Sometimes it can be useful to provide your own adorner decorator. For example, you might want to crop the adorner layer so that it doesn’t fill the whole window. A drawing program would typically want to do this to make sure that its selection handles did not encroach into the tool palettes. Example 18-33 shows how to use AdornerDecorator to supply your own adorner layer.

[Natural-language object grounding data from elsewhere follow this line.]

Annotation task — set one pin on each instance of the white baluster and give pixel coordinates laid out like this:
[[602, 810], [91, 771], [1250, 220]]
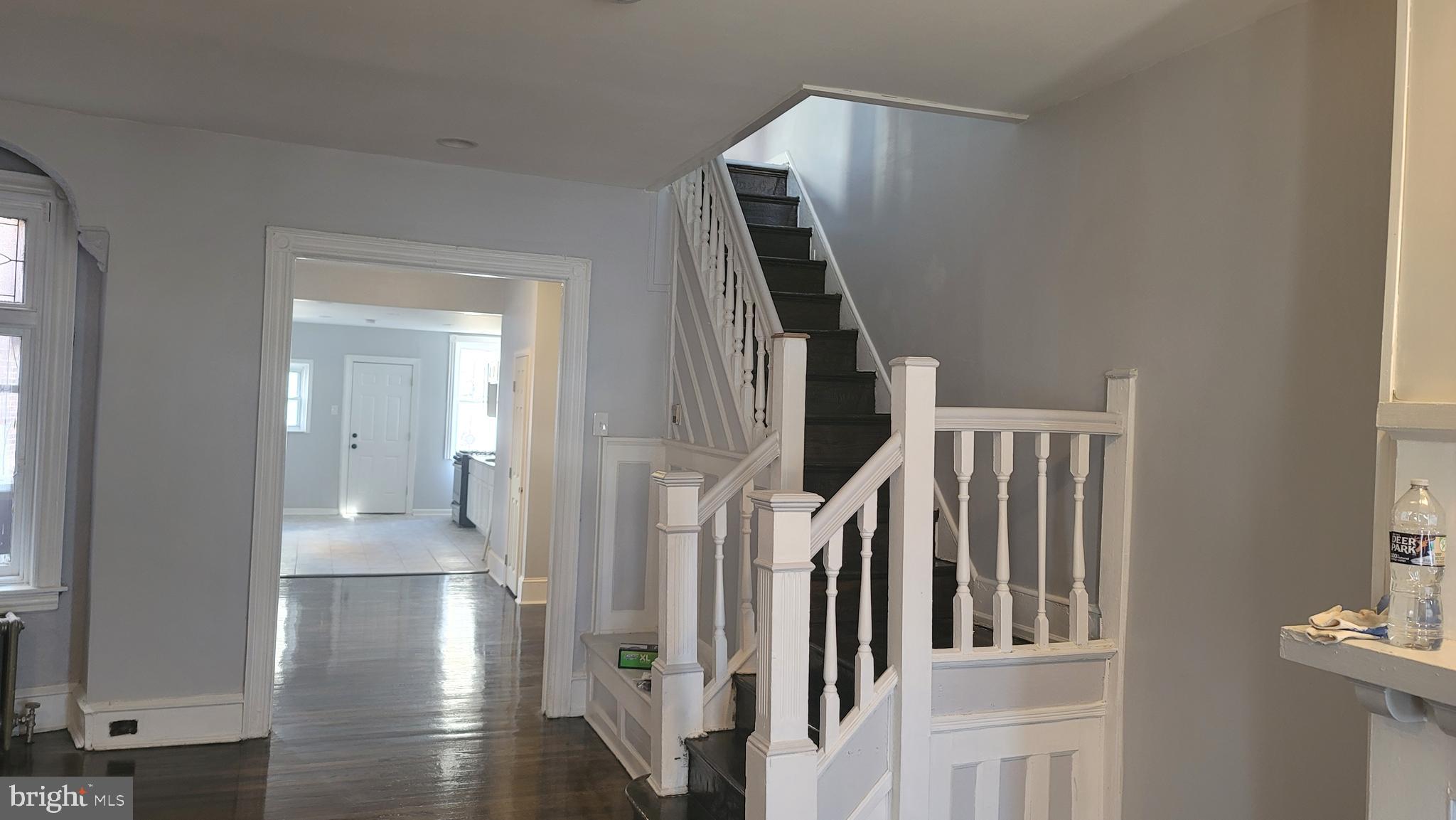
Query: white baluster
[[717, 270], [829, 700], [1043, 450], [678, 681], [761, 382], [724, 296], [734, 329], [719, 606], [1081, 459], [781, 761], [912, 564], [964, 459], [746, 637], [864, 656], [1001, 605], [707, 233], [746, 376], [786, 407]]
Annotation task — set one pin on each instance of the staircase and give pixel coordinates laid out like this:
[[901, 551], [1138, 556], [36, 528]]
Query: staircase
[[840, 432], [823, 508]]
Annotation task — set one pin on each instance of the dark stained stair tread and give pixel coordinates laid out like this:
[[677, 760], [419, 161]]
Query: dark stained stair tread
[[793, 276], [751, 179], [648, 806], [781, 240], [830, 351], [717, 771]]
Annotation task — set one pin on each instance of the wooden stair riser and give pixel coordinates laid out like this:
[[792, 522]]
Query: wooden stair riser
[[793, 276], [843, 442], [778, 240], [847, 393], [769, 210], [808, 311], [717, 772], [759, 179], [832, 353]]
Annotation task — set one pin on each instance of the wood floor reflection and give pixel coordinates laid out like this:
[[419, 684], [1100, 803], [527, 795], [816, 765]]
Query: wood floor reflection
[[397, 696]]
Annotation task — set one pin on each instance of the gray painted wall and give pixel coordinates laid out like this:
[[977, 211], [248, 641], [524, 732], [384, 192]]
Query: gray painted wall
[[53, 641], [312, 475], [183, 324], [1219, 222]]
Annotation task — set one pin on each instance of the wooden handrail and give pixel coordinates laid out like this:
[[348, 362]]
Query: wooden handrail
[[732, 484], [739, 225], [851, 497], [1019, 420]]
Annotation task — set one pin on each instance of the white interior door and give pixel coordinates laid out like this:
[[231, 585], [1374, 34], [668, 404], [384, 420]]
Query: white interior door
[[380, 417], [516, 478]]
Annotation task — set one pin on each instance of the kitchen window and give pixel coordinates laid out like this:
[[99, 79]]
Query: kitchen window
[[475, 393], [300, 385], [37, 325]]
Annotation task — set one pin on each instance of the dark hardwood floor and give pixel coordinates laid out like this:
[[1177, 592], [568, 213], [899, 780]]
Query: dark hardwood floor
[[397, 698]]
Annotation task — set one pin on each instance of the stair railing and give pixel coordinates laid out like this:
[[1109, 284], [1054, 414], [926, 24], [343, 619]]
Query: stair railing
[[679, 693], [743, 315], [1002, 426], [782, 762]]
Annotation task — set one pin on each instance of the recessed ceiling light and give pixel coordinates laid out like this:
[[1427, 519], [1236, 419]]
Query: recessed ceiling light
[[456, 143]]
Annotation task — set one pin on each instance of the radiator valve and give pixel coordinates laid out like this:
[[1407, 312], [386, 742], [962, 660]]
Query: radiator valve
[[26, 720]]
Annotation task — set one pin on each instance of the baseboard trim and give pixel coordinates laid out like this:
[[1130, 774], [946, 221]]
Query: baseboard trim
[[533, 590], [496, 565], [53, 700], [579, 695], [162, 721]]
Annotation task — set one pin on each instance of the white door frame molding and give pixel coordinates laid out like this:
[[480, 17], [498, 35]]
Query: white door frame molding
[[284, 247], [350, 360]]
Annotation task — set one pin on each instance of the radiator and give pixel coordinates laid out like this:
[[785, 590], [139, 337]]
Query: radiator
[[11, 628]]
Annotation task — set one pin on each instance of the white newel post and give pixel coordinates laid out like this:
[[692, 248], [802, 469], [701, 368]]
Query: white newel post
[[678, 679], [786, 408], [912, 555], [781, 757]]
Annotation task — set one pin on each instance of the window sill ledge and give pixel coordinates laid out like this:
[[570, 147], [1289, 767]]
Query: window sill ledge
[[29, 599]]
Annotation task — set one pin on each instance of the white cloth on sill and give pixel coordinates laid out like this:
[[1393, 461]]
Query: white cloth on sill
[[1339, 624]]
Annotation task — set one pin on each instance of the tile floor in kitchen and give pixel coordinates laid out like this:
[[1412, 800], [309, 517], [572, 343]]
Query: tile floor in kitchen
[[379, 545]]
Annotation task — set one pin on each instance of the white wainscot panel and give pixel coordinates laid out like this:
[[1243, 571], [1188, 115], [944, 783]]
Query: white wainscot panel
[[1034, 765]]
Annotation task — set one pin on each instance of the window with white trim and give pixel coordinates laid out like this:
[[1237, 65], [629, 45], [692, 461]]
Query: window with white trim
[[475, 393], [37, 325], [300, 385]]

Example 18-33. Using AdornerDecorator
<Window ... >
  <Grid>
    <Grid.ColumnDefinitions>
      <ColumnDefinition />
      <ColumnDefinition />
    </Grid.ColumnDefinitions>


    <AdornerDecorator Grid.Column="1">
      <TextBlock x:Name="targetElement" Margin="40,40,0,0" Text="Test" />
    </AdornerDecorator>
  </Grid>
</Window>

If an adorner is applied to the targetElement, as before, WPF will now use the AdornerDecorator supplied here, instead of the one that the Window provided. When asked for an adorner layer, WPF walks the tree starting from the adorned element and uses the first adorner decorator it finds. It generates an AdornerLayer as a child of the decorator in the visual tree. You are free to have multiple adorner layers. WPF uses the first one it finds for each adorner you create. Because the decorator in Example 18-33 is in the second column of the grid, the adorners will be cropped if necessary to ensure that they only appear inside that grid column, whereas by default, they would have been able to appear anywhere in the window.

Where Are We?

You should write a custom element only if the underlying behavior you require is not offered by any of the built-in types, and you cannot build it by composing existing elements. Even if you do write a custom type, it will not necessarily be a control. When you write a custom element of any kind, you will use the dependency property system to provide properties that support data binding and animation. You will use the routed event infrastructure to expose events. If your element defines a particular interactive behavior, it should be a control. If you want to write a “lookless” control that allows its visuals to be replaced just like the built-in controls, you must consider how your control and template will interact with one another. You will also most likely want to supply a default style with a template that provides a default set of visuals.



[117] * Some languages, including VB.NET and C++/CLI, provide a default implementation of properties. This consists simply of a field wrapped by get and set accessors.

[118] * The DataRow class in ADO.NET uses this to advertise what columns it has, for example.